S-CLASS LEVEL CLEARANCE ONLY

HIGHLY CONFIDENTIAL

The following fragment of text was recovered from a 'Hobbit-Hole', one of the few remaining structures in the Greensworth area of [REDRACTED]. Carbon dating shows these papers to be over 500,000 years old, as per usual when dealing with artefacts of this nature. [REDRACTED] has provided the following translation of said papers, which were written in [REDRACTED], a branch of 'Westron'.

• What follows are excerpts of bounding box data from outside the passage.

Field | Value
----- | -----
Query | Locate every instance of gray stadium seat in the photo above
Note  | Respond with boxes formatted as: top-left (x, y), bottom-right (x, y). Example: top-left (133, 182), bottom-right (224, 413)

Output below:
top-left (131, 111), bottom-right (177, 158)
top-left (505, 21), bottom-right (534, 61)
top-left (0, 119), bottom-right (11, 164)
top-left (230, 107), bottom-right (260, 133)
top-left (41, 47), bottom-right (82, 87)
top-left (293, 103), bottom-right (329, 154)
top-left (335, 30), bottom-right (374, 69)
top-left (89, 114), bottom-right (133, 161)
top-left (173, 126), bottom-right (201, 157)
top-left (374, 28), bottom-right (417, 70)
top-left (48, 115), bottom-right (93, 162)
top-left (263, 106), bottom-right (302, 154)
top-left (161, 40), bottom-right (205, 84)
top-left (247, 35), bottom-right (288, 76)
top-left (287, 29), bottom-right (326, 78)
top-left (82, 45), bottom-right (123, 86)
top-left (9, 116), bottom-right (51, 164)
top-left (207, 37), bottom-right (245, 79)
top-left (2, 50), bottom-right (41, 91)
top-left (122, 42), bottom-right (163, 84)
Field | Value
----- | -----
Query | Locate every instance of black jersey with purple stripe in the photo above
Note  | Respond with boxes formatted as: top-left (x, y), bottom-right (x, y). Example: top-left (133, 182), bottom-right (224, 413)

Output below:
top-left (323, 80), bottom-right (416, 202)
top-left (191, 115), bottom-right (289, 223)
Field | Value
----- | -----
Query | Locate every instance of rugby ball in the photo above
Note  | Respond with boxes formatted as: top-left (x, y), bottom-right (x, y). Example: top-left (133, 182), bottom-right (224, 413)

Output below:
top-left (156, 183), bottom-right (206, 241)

ANY BREACH OF SECURITY WILL RESULT IN TERMINATION OF OFFENDING PERSONS.

HIGHLY CONFIDENTIAL

S-CLASS LEVEL CLEARANCE ONLY

HIGHLY CONFIDENTIAL

 

BEGINNING OF DOCUMENT:

 

 

In relating the circumstances which have led to my recuperation within this refuge for the weary hearted, I am aware that the nature of the Last Homely House East of the Sea will create a natural doubt as to the credibility of my narrative. Being a very old hobbit of one hundred and twelve, and often referred to queer, cracked, or odd, I find it logical to believe my tale will be met with scorn by many but a select few privy to the nature of the War of the Ring, and my warnings shall go forth unheeded into this world. It is an unfortunate fact that despite the vast wonders Middle Earth has to offer, men, elves, dwarves, and hobbits are often unwilling to consider what they, themselves, have not experienced; and are often too narrow of mind to contemplate what may move in the grim shadows beneath the stars.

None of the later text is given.